Measuring The Ambition of The Market Choice Act: A Quantum Leap for Carbon Pricing
The Market Choice Act (MCA) introduced by Carlos Curbelo ended the decade long hiatus on any Republican-sponsored carbon pricing initiative, and represents an increasing prevalence of this topic in U.S. climate policy discussions. The $24 per ton tax on CO2 emissions indicates that climate change is a serious issue that deserves our attention and requires immediate action.
Although the MCA is a significant effort, from within the ranks of the GOP House Caucus, to address concerns associated with rising CO2 emissions, the bill has received muted praise from environmentalists. David Doniger and Derek Murrow, from the Natural Resources Defense Council, note in their article that Rep. Curbelo’s bill is a notable breakthrough; however, they lament that the bill’s “targets and tax rate escalation clause are not adequate to ensure that we will achieve the near and long-term emission reductions required by science.”

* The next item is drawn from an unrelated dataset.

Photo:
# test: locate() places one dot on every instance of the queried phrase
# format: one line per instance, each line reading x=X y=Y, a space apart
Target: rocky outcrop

This criticism is understandable and might true, if you want to use science-based emissions targets to judge its ambition. We know that carbon emissions have to fall dramatically to slow global warming. But that the proposed policy may fail to meet that particular decarbonization goal is not a indication that it is unambitious. An alternative evaluation starts with where we are today (with paltry carbon pricing in the United States and internationally) and where we would be if the MCA were to become law. In short, it would be the largest and most ambitious carbon pricing scheme in the world.
In 2020, the implementation year of the MCA, the tax is expected to generate $93 billion dollars and nearly $1 trillion dollars in the first 10 years. This achievement is even more impressive when put into context of the revenue generated by all the current carbon pricing schemes around the globe. The World Bank’s 2018 report on the State and Trend of Carbon Pricing found that $33 billion of revenue was generated by all carbon pricing schemes in 2017, up from $22 billion in 2016. The MCA tax scheme alone generates almost triple the revenues in only the first year of implementation than the sum total of all carbon pricing schemes from the globe, combined.

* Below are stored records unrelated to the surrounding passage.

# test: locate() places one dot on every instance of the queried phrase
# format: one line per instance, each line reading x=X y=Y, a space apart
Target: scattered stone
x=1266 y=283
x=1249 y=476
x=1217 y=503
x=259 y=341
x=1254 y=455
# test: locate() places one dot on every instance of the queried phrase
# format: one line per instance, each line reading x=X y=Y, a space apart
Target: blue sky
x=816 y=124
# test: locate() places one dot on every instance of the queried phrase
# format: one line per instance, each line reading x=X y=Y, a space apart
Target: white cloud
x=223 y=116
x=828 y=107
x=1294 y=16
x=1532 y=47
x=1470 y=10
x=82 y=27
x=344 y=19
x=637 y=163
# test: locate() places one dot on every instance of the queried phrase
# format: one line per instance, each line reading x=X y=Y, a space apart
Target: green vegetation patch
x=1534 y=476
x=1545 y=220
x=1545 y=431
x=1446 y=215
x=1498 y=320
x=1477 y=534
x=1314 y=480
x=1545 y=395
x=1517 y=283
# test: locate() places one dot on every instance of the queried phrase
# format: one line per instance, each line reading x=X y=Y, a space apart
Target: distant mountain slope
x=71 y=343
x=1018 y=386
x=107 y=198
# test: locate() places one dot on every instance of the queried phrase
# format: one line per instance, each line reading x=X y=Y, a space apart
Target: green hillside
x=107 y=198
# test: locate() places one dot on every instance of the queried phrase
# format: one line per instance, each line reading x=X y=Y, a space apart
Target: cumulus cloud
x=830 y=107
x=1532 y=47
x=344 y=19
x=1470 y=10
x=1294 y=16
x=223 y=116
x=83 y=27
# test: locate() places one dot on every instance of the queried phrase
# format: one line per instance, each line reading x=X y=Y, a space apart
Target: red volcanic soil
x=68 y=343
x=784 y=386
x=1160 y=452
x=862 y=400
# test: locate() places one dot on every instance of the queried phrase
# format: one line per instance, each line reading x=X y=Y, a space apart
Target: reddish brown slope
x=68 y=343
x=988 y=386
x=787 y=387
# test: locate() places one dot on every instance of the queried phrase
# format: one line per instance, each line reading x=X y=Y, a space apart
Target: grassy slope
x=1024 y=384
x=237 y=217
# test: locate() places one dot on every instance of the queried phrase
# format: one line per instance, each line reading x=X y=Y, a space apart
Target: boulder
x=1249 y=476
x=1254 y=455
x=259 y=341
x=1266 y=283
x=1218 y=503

This comparison sheds light on just how substantial an achievement the MCA would be in terms of placing a meaningful carbon price across a wide base. Murrow and Doniger voice concerns that the bill will not reduce carbon pollution enough to protect Americans from the worse effects of climate change. However, in comparing the emissions pathway of the MCA with the pathway expected under the Clean Power Plan or expanded regulatory measures, it is difficult to understand why Murrow and Doniger stipulate that Curbelo’s bill does not do enough.

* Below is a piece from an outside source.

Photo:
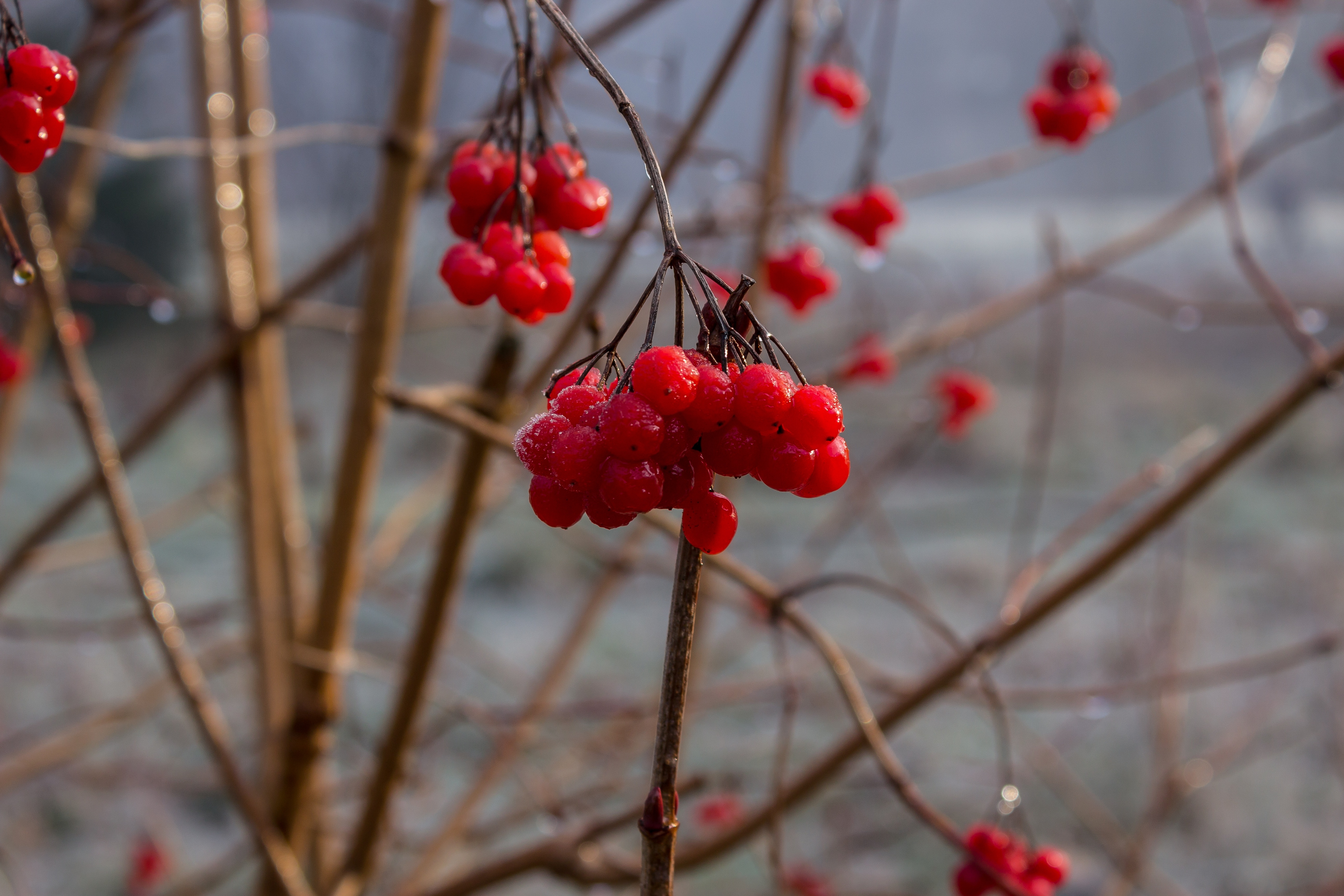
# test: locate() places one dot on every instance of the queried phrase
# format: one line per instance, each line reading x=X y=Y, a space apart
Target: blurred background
x=1257 y=568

Marc Halfstead provides an insightful analysis of the emissions pathway of the MCA and finds that the bill will reduce CO2 emissions in the power sector by 56 percent below 2005 levels in 2030. For comparison, the Clean Power Plan was expected to reduce emissions by 32 percent below 2005 levels. It is clear that the MCA’s estimated emissions reduction achievements are considerable relative to the current state politically feasible policy options for emissions reductions
The MCA is a novel and important proposal and should be critically evaluated. However, critiquing the bill’s tax structure and claiming it lacks ambition completely ignores the reality of climate policy today. Judging by the revenue, the MCA made law would be the most ambitious carbon pricing program in the universe. It would be a quantum leap above the rest.